Wasted Expenditure

Another alternative to an award of damages based on the expectation measure is one based on expenditure which C has incurred but which is wasted as a result of D’s breach.

Mason v Burningham [1949] 2 KB 545

The buyer of a second-hand typewriter had paid to have the machine overhauled but then had to deliver up the machine to the true owner as the seller had had no title to pass on. The court held that the buyer could recover from the seller the cost of having the machine overhauled, as well as the price.

Similarly, in McRae v Commonwealth Disposals Commission (1950) 84 CLR 377 (HCA) it was held that C could recover the £285 it had paid for the salvage rights to the vessel together with the wasted cost, of £3,000, of mounting the salvage operation.

Mason and McRae can be contrasted with C & P Haulage v Middleton.


C & P Haulage v Middleton [1983] 1 WLR 1461

In that case, C rented a garage from D on a six-month tenancy. C had incurred expenditure installing equipment in the garage. Under the terms of the tenancy, the equipment was deemed to form part of D’s property on the expiry of the term. With 10 weeks of the tenancy remaining, D repudiated the agreement. C claimed as damages the cost of the equipment.
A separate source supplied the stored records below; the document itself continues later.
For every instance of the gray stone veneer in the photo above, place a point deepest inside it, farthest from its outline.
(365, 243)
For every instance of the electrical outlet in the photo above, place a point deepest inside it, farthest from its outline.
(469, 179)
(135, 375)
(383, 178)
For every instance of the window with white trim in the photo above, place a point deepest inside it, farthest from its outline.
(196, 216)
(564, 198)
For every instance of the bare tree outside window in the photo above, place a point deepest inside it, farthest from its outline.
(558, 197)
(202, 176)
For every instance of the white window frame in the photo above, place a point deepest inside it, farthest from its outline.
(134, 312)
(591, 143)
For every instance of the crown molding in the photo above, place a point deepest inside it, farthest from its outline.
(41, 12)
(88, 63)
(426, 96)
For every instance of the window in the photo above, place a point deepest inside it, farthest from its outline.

The court rejected C’s claim.

‘It is not the function of the courts where there is a breach of contract knowingly, as this would be the case, to put a plaintiff in a better financial position than if the contract had been properly performed.’ (Ackner LJ)
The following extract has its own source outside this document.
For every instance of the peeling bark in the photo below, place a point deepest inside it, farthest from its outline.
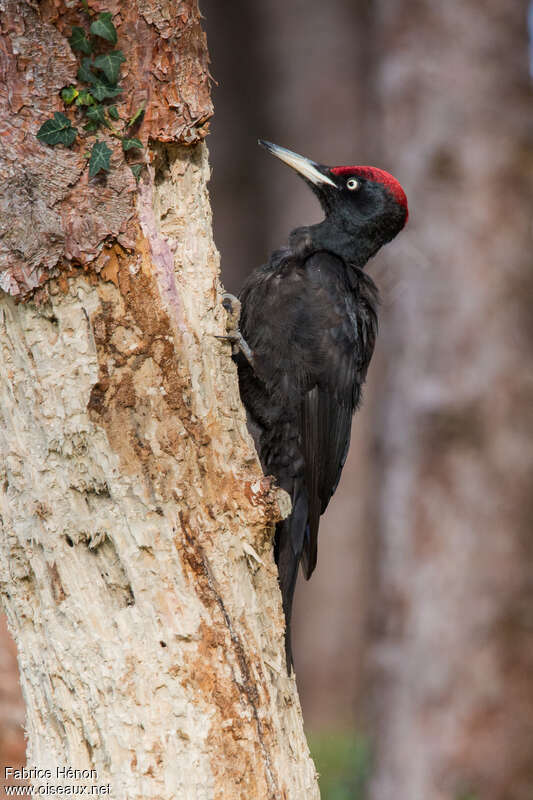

The awards in Mason and McRae appear to take no account of the position in which C would have been had the contract been performed. Instead, the damages seem to place C back into its pre-contractual position. But this will not always be the outcome of an award of damages for wasted expenditure.

Anglia Television v Reed [1972] 1 QB 60

C engaged D to star in a film but D repudiated the contract shortly before filming was due to commence. C abandoned the film as it was unable to find a replacement for D. C could not show what profit it would have made from the film had it been made. The Court of Appeal held that C could recover its wasted expenditure.
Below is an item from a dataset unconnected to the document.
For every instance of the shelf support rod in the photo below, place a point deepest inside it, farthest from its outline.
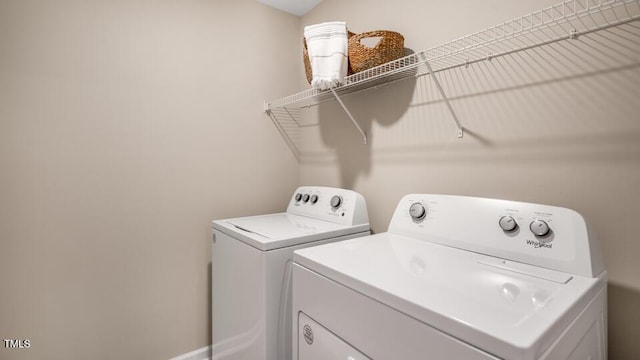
(445, 98)
(364, 135)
The basis of the awards in these cases was considered in some depth by Teare J in his judgment in Omak v Mamola.

Omak Maritime Ltd v Mamola Challenger Shipping Co [2010] EWHC 2026 (Comm)

C agreed to charter its vessel to D for five years at daily hire of $13,700 but D repudiated the charter within a matter of weeks. Having accepted the repudiation as bringing the charterparty to an end, C secured alternative employment for the vessel at rates substantially higher rates, such that it earned or stood to earn an extra $7,500 per day for the balance of the original five-year term. In its action against D, C claimed as damages a sum in excess of $675,000 being the expenditure incurred in undertaking certain modifications to the vessel prior to delivery, expenditure it claimed was wasted as result of D’s repudiation. The arbitral tribunal held that, notwithstanding that C had not suffered any net loss, it was entitled to damages for its wasted expenditure, which it assessed at $85,000.

Teare J allowed D’s appeal. Any award of damages had to take account of the additional hire earned by C. To award as damages C’s wasted expenditure without taking account of the additional hire received after termination would place it in a better position than if the contract had been performed.

Yam Seng Pte Ltd v International Trade Corporation Ltd [2013] EWHC 111 (QB)

D granted to C exclusive rights to sell certain Manchester United-branded fragrances in certain, mostly duty-free, markets around the world. A little over a year later, C terminated the agreement in response to what it said was D’s repudiation of the contract. Leggatt J held that D was in breach of two implied terms, namely (i) that D would not knowingly provide C with false information on which C was likely to rely, and (ii) that D would not approve a retail price for a product lower than the duty-free price agreed with C. Leggatt J further held that C could recover in damages its net expenditure incurred in performing the agreement.